Tissue suppliers and device manufacturers often share marketing materials with clinics. Those materials are written for clinician audiences under different rules than consumer marketing. Review every piece of supplier content before re-publishing on your public channels.

Audit staff and physician personal accounts

Physician personal accounts, nurse accounts, and operational staff accounts are all subject to the same rules as the clinic account when they discuss the clinic’s treatments. The FDA reads them together. Audit them together.

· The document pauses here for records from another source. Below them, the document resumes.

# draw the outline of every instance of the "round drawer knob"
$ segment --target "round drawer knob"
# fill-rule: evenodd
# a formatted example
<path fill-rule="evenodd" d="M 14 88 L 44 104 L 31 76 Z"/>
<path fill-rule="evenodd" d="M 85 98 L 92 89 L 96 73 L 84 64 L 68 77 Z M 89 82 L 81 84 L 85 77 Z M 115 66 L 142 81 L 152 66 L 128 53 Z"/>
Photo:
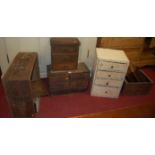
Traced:
<path fill-rule="evenodd" d="M 109 82 L 106 83 L 106 86 L 108 86 L 108 85 L 109 85 Z"/>
<path fill-rule="evenodd" d="M 66 78 L 65 78 L 65 80 L 68 80 L 68 79 L 69 79 L 69 77 L 66 77 Z"/>

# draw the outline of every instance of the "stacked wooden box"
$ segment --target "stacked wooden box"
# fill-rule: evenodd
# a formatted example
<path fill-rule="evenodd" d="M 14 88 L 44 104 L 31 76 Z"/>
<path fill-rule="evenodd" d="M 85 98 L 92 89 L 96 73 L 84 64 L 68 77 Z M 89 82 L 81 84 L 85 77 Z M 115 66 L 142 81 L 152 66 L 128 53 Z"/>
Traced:
<path fill-rule="evenodd" d="M 37 53 L 19 52 L 2 80 L 13 116 L 32 117 L 37 111 L 38 97 L 46 93 L 40 80 Z"/>
<path fill-rule="evenodd" d="M 51 38 L 52 64 L 47 66 L 51 94 L 87 89 L 90 72 L 84 63 L 78 64 L 77 38 Z"/>

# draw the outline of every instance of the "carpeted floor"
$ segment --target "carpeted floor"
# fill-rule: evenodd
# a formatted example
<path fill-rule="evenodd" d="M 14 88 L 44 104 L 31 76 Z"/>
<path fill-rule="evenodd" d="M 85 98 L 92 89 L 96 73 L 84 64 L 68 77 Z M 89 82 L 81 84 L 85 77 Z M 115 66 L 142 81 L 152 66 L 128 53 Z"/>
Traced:
<path fill-rule="evenodd" d="M 145 68 L 145 73 L 155 81 L 155 69 Z M 41 118 L 63 118 L 73 117 L 83 114 L 107 111 L 114 108 L 124 108 L 155 102 L 155 86 L 151 93 L 146 96 L 123 96 L 118 99 L 92 97 L 89 91 L 72 93 L 67 95 L 41 97 L 40 111 L 35 117 Z M 2 85 L 0 83 L 0 117 L 11 117 L 8 104 L 4 97 Z"/>

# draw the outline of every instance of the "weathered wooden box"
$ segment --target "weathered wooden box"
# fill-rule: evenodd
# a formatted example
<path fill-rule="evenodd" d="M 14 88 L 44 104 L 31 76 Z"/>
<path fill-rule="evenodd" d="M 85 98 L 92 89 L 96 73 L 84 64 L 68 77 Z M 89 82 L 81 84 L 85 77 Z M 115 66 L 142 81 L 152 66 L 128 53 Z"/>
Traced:
<path fill-rule="evenodd" d="M 49 89 L 51 94 L 63 94 L 83 91 L 88 88 L 90 72 L 84 63 L 79 63 L 76 70 L 53 71 L 47 66 Z"/>
<path fill-rule="evenodd" d="M 51 38 L 52 70 L 77 69 L 80 42 L 77 38 Z"/>
<path fill-rule="evenodd" d="M 142 71 L 131 72 L 125 78 L 123 95 L 147 95 L 150 93 L 153 81 Z"/>

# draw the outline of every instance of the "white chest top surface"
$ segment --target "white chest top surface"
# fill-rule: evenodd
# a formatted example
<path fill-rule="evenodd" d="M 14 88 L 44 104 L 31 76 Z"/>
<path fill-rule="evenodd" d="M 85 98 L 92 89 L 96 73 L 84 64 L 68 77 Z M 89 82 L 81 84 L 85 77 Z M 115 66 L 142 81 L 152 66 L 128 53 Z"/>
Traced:
<path fill-rule="evenodd" d="M 123 50 L 108 48 L 96 48 L 97 58 L 105 61 L 129 63 L 129 59 Z"/>

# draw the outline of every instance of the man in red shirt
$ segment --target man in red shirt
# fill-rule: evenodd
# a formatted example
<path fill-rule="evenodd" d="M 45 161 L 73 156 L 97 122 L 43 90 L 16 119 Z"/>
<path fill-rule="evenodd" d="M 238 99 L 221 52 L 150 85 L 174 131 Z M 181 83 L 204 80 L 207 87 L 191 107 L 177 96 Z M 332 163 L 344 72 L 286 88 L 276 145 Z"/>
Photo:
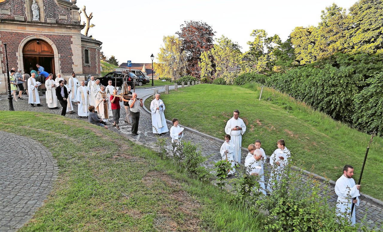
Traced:
<path fill-rule="evenodd" d="M 116 95 L 117 94 L 117 90 L 113 90 L 113 94 Z M 118 121 L 119 120 L 119 111 L 121 108 L 119 103 L 121 101 L 122 101 L 122 100 L 121 99 L 121 98 L 115 96 L 110 96 L 110 105 L 111 106 L 112 113 L 113 113 L 113 119 L 115 120 L 115 122 L 113 123 L 113 126 L 115 126 L 116 128 L 119 130 L 119 127 L 118 126 Z"/>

Retire legacy testimonials given in old claim contexts

Testimonials collected when the clinic was using aggressive disease-treatment language carry that original context forward if they are republished. If you are rewriting your marketing, retire the legacy testimonials rather than trying to recontextualize them.

Log every claim-related decision

Maintain a compliance file - timestamped records of scan results, legal reviews, and correction decisions. If you ever need to respond to a warning letter, documented compliance-program evidence substantially helps the response.

The FDA does not expect regen clinics to have zero risk. It expects them to have a functioning compliance program that catches most issues most of the time. The difference between a letter-receiving clinic and a non-letter-receiving clinic is typically not perfection - it is the presence of a compliance gate before publish.

Frequently asked questions

Will removing one phrase from my website be enough?

Almost certainly not. FDA warning letters typically cite multiple phrases across multiple surfaces - a single phrase fix may address one cited violation but leave the pattern intact elsewhere. A full audit of every public marketing surface is the only reliable way to address the underlying pattern.

Can I use patient names and photos in before/after content?

Not without HIPAA-compliant authorization, and not with the kind of disease-specific framing the FDA cites in warning letters. Testimonials and before/after content are subject to both HIPAA (for the patient data) and FTC Endorsement Guides (for the marketing claims). HIPAA compliance alone does not cure the marketing-compliance issue.

What if my competitor’s website uses the same claims?

Their exposure is not your protection. “Everyone else does it” is not a defense to an FDA warning letter. Competitors making the same claims increase your urgency to differentiate - your compliance posture becomes a competitive advantage when regulators start the enforcement sweep for your specialty.

Is PRP subject to the same rules as stem cells?

PRP (platelet-rich plasma) is an HCT/P and is subject to the same 361/351 pathway analysis. In practice, PRP marketing faces similar enforcement patterns - disease-specific claims, efficacy guarantees, and off-label-use marketing are the most commonly-cited issues.

What about exosomes specifically?

Exosome marketing has been a particular FDA focus in recent years. Exosome products face specific regulatory scrutiny and the marketing has been a growing enforcement target. Expect continued enforcement attention on exosome claims in 2026.

How do I respond to a warning letter if we receive one?

Call a healthcare regulatory attorney experienced with FDA enforcement the same day you receive it. Do not respond directly without legal counsel. Do not make public statements. Do not delete the cited marketing until you have counsel’s input. The response itself is a complex document with legal implications beyond the immediate correction.